Am Montag, 16. Juni, fand in Vitznau die Schweizer Selektion des Kochwettbewerbs «Bocuse d'Or» statt. Zwei junge Talente traten im kulinarischen Wettstreit gegeneinander an: Karina Fruman und Simon Grimbichler. Nach fünfeinhalb Stunden intensiven Kochens setzte sich Fruman mit ihrem Commis Emanuel Sarbach durch – und schrieb Geschichte: Noch nie zuvor wurde eine Frau zur Vertreterin der Schweiz für den «Bocuse d’Or Europe» ernannt.
Das Wettbewerbsthema verlangte ein raffiniertes Menü bestehend aus einem Fisch- und einem Fleischgang. Im Mittelpunkt: Steinbutt, Appenzeller Ente und Schweizer Karotten – sorgfältig kombiniert, innovativ inszeniert und technisch anspruchsvoll umgesetzt. Fruman überzeugte die Jury nicht nur mit präziser Technik und geschmacklicher Tiefe, sondern auch mit einer starken kreativen Handschrift.

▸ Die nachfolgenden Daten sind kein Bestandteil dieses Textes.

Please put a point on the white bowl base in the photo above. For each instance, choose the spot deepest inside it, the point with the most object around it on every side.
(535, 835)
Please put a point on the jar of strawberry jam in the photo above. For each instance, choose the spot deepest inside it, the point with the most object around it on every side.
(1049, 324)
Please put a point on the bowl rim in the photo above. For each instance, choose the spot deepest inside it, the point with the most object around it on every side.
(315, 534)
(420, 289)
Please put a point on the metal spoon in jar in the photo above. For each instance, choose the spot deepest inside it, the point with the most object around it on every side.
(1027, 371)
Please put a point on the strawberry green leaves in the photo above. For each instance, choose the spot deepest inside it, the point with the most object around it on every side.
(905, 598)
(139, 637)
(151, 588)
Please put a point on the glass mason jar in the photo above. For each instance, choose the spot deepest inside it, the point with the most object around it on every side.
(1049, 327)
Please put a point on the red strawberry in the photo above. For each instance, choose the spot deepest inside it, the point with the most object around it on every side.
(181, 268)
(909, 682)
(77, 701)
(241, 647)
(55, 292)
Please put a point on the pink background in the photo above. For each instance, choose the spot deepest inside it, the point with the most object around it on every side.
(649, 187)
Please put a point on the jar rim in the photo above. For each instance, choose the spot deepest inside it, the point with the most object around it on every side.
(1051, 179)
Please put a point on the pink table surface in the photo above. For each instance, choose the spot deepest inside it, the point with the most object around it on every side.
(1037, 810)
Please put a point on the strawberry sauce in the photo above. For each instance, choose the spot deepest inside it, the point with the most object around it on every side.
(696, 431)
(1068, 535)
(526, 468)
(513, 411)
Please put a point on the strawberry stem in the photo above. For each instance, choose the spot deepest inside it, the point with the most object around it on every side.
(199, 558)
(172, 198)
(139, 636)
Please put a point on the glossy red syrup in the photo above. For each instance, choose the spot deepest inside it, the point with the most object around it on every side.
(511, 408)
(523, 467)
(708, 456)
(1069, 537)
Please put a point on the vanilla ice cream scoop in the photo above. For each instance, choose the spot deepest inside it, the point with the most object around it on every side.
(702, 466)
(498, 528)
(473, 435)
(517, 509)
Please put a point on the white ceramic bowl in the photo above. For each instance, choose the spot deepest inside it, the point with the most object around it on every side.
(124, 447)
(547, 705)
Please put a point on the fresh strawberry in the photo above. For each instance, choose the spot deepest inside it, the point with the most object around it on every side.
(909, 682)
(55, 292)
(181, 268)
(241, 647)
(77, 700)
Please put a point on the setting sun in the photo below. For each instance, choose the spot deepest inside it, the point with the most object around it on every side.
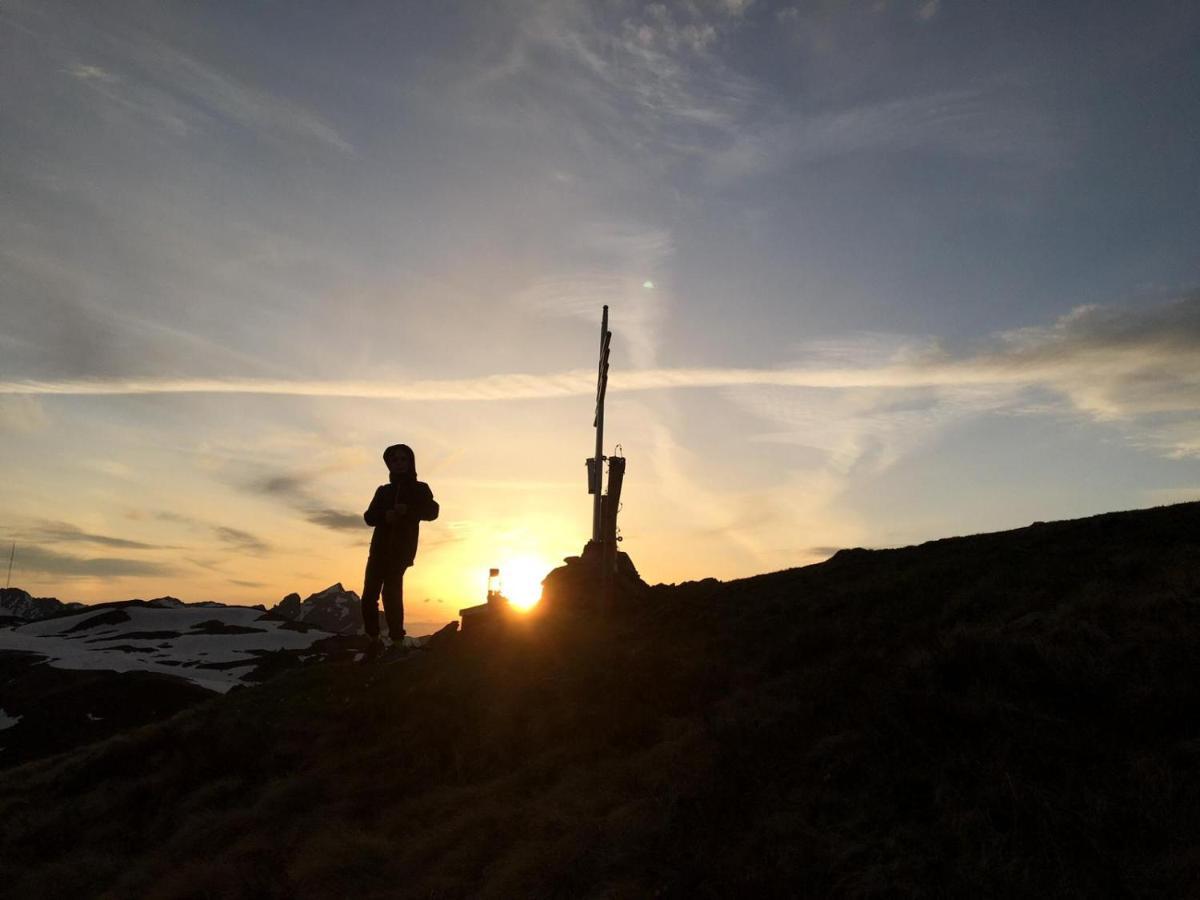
(521, 580)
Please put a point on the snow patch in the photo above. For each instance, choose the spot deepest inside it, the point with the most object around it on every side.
(112, 649)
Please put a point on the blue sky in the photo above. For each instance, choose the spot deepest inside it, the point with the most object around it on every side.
(879, 273)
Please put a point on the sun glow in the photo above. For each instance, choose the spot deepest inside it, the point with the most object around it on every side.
(521, 580)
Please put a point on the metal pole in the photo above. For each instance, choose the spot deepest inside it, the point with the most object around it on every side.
(597, 520)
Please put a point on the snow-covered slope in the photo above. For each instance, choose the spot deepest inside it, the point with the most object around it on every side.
(214, 647)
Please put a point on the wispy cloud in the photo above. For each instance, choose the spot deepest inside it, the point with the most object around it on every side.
(1110, 364)
(241, 541)
(48, 562)
(65, 533)
(295, 490)
(162, 83)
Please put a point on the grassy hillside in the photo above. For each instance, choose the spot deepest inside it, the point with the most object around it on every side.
(1008, 714)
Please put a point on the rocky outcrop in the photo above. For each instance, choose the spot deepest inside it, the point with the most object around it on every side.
(17, 605)
(335, 610)
(576, 586)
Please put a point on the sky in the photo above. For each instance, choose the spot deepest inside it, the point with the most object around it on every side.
(879, 273)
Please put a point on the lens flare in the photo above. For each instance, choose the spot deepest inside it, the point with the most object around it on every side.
(521, 580)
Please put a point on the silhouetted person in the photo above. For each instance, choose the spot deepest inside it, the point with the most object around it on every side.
(396, 511)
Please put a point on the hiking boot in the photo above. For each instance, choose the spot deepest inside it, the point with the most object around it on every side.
(375, 649)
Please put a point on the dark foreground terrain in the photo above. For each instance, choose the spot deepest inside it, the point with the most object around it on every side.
(1014, 714)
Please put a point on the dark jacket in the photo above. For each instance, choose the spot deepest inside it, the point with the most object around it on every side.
(397, 543)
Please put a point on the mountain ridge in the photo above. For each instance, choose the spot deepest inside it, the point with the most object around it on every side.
(1001, 714)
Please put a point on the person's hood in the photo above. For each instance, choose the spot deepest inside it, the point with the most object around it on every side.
(412, 461)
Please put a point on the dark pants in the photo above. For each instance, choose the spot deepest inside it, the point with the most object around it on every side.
(389, 576)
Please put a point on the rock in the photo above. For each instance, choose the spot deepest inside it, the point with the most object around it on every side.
(335, 610)
(576, 586)
(288, 606)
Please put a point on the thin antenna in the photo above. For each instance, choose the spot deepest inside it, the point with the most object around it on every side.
(601, 389)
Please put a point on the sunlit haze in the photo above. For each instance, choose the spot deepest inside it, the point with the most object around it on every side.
(877, 271)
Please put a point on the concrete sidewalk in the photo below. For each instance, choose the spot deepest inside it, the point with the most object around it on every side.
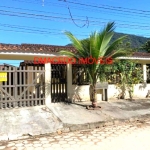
(21, 123)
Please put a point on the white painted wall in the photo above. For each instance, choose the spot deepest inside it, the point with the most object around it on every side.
(140, 91)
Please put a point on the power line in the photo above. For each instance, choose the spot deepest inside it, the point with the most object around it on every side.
(16, 8)
(48, 17)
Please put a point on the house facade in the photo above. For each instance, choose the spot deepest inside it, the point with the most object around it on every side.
(67, 81)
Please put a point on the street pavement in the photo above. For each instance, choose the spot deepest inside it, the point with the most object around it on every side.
(124, 136)
(23, 123)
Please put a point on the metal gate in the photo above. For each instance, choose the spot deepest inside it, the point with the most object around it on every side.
(59, 82)
(24, 86)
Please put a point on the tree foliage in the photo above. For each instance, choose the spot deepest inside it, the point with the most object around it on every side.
(97, 45)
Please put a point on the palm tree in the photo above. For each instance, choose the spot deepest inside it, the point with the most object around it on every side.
(98, 45)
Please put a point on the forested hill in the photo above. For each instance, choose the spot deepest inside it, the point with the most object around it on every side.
(136, 41)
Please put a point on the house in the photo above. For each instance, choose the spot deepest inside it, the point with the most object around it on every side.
(62, 81)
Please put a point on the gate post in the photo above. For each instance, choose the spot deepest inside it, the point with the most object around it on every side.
(69, 81)
(47, 83)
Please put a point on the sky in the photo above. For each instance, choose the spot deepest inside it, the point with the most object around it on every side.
(44, 21)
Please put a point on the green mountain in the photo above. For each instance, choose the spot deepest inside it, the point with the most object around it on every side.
(136, 41)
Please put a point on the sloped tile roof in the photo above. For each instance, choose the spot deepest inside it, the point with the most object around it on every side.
(34, 48)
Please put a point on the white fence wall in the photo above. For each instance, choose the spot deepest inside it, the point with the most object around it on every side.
(140, 91)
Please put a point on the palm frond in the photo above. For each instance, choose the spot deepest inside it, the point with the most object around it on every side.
(113, 46)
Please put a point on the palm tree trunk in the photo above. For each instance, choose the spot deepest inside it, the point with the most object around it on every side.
(93, 97)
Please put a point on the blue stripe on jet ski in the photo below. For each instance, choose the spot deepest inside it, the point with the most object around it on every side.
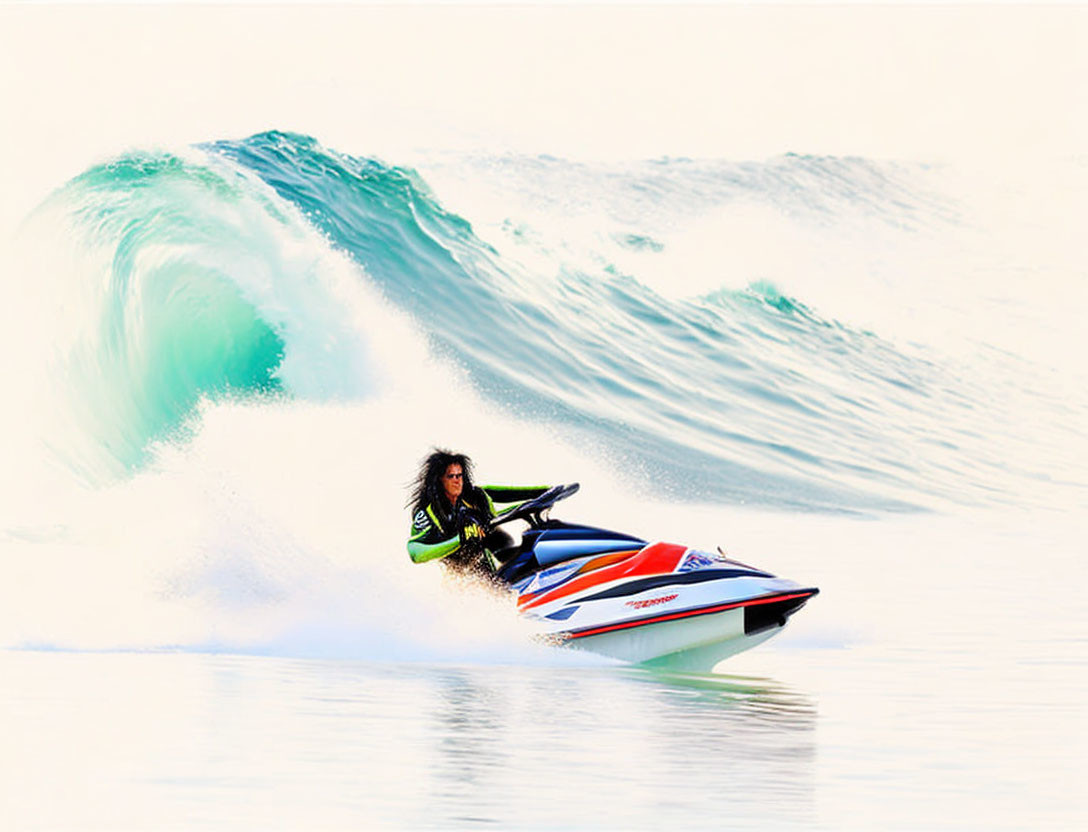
(674, 578)
(563, 615)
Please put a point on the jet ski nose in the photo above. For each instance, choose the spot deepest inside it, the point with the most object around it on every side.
(776, 611)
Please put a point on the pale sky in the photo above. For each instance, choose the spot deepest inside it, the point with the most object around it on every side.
(79, 83)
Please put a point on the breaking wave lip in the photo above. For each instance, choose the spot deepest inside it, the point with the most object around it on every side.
(200, 285)
(210, 280)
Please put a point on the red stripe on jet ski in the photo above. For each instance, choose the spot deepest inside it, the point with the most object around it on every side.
(657, 558)
(685, 613)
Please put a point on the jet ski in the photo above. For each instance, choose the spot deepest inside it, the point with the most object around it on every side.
(651, 603)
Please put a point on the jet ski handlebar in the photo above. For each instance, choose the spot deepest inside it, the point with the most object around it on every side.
(531, 510)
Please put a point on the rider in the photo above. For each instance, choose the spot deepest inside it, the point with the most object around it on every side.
(452, 517)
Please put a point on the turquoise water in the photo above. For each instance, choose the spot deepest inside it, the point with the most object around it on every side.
(227, 359)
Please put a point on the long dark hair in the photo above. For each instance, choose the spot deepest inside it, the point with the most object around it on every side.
(428, 487)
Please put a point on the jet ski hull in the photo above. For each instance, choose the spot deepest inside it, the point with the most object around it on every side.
(693, 640)
(659, 604)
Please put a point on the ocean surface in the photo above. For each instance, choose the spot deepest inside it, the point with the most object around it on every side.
(225, 361)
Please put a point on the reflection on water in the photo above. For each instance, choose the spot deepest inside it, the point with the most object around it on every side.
(212, 742)
(617, 747)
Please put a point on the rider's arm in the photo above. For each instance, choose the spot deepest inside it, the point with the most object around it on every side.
(427, 539)
(505, 498)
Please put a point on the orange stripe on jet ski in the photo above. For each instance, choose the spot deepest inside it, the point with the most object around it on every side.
(606, 560)
(685, 613)
(657, 558)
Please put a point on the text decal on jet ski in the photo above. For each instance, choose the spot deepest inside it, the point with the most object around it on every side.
(652, 601)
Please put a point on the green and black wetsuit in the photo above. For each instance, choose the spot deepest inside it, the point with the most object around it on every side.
(436, 528)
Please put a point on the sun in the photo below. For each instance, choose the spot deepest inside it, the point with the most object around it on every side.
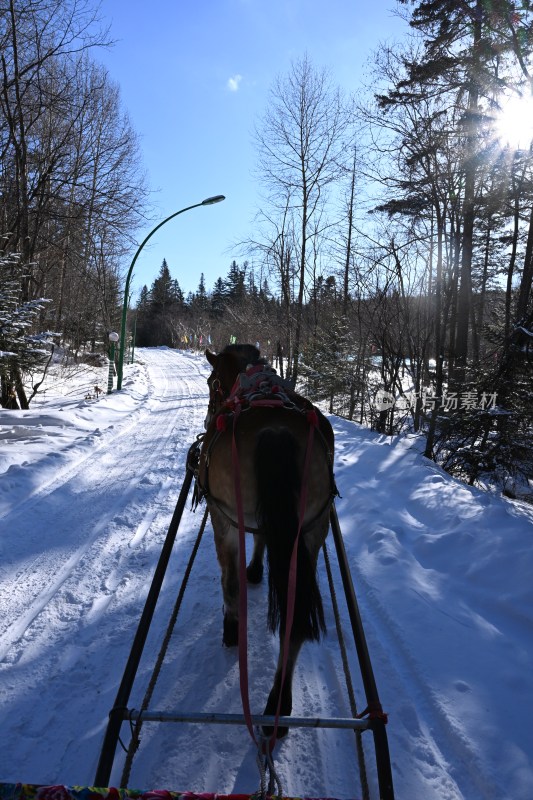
(514, 122)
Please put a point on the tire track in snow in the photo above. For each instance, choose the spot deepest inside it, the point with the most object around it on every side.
(440, 741)
(105, 485)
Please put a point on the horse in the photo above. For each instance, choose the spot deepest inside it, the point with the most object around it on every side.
(282, 449)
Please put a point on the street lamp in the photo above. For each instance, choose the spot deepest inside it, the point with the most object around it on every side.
(208, 202)
(113, 339)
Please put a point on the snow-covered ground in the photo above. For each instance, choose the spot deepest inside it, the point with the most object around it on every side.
(443, 575)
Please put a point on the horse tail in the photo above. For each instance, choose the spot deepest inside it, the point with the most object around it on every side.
(278, 479)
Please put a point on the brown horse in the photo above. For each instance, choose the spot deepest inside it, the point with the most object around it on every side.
(256, 424)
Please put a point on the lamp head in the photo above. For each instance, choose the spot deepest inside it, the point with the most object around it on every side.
(211, 200)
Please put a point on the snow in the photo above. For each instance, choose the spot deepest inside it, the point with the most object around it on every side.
(442, 574)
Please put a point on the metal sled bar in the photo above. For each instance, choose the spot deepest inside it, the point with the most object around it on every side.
(216, 718)
(116, 715)
(376, 719)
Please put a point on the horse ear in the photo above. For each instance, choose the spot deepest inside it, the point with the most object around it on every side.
(211, 357)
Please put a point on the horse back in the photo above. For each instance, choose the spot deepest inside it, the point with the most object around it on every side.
(217, 462)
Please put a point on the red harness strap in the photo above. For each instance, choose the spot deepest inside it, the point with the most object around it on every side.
(243, 593)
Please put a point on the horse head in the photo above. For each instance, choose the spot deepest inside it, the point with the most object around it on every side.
(227, 365)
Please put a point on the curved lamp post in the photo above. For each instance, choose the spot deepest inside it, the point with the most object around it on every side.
(113, 339)
(208, 202)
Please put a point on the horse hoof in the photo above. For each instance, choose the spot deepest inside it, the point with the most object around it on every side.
(281, 732)
(254, 573)
(230, 635)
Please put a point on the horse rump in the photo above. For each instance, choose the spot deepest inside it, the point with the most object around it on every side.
(278, 476)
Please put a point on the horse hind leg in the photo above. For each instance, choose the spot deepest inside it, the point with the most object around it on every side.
(254, 570)
(227, 547)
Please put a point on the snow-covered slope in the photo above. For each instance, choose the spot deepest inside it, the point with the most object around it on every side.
(442, 574)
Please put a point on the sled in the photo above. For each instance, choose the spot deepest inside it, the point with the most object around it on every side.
(372, 719)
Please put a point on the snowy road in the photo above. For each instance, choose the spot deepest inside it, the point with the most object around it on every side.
(442, 573)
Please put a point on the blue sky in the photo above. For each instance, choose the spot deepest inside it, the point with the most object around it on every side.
(195, 77)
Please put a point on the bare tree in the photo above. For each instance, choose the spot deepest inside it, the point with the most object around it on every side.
(301, 149)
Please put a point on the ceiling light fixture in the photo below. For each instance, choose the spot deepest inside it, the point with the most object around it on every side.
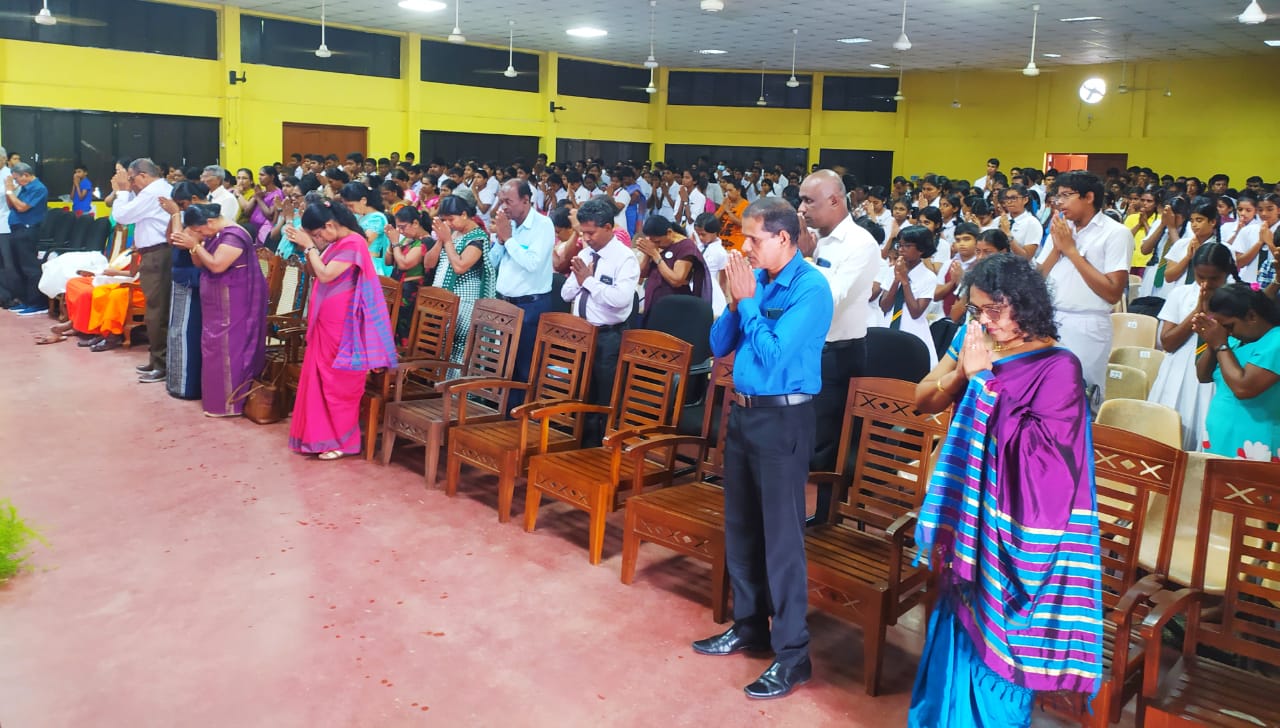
(1031, 64)
(323, 51)
(1252, 14)
(652, 62)
(456, 36)
(794, 82)
(511, 50)
(423, 5)
(903, 42)
(44, 17)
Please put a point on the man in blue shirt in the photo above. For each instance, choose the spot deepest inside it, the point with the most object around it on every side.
(776, 324)
(522, 252)
(28, 202)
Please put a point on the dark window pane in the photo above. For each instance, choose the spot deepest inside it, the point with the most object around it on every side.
(292, 45)
(603, 81)
(474, 65)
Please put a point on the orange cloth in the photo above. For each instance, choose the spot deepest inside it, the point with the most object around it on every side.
(109, 306)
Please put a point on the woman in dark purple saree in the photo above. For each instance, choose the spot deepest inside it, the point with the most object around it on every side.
(233, 306)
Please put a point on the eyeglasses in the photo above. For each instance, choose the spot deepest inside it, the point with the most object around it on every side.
(992, 311)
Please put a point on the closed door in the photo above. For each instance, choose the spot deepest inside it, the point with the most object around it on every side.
(325, 140)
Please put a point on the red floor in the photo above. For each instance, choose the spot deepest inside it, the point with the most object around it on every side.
(197, 573)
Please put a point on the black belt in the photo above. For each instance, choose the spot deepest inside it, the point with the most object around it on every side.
(520, 300)
(750, 401)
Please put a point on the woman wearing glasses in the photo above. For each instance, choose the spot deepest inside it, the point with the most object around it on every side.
(1014, 479)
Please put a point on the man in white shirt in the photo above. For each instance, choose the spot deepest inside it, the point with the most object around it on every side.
(602, 288)
(137, 202)
(1087, 269)
(992, 168)
(846, 255)
(522, 245)
(1023, 229)
(213, 178)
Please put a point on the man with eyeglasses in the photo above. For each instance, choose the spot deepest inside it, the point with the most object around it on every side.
(1086, 262)
(1023, 229)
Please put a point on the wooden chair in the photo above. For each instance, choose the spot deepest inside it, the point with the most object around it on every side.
(860, 561)
(1127, 383)
(1147, 419)
(560, 371)
(1139, 357)
(1139, 490)
(648, 394)
(1134, 330)
(690, 518)
(1200, 690)
(490, 355)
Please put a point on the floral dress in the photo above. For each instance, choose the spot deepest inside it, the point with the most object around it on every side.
(469, 287)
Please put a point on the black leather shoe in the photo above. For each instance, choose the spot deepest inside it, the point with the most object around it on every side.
(730, 641)
(780, 681)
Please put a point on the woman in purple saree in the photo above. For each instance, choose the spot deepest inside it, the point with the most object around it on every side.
(348, 332)
(1010, 517)
(233, 306)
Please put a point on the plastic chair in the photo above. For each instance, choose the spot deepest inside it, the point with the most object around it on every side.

Für die 25-jährige Fruman ist der Sieg ein Meilenstein – nicht nur persönlich, sondern auch gesellschaftlich. Als Betroffene von Zöliakie steht sie für einen modernen, inklusiven Zugang zur Haute Cuisine. «Ich bin stolz, meine Gerichte rechtzeitig und auf diesem Niveau abgeliefert zu haben», so Fruman. «Jetzt beginnt die Vorbereitung für den europäischen Wettbewerb. Ich will die Schweiz würdig repräsentieren.»
Auch der Wettbewerbsleiter Jean-Michel Martin zeigte sich beeindruckt: «Beide Teilnehmenden haben heute gezeigt, was in der Schweizer Gastronomie steckt. Die Entscheidung war klar – und Karina Fruman bringt das Potenzial mit, die Schweiz auf höchstem Niveau zu vertreten.»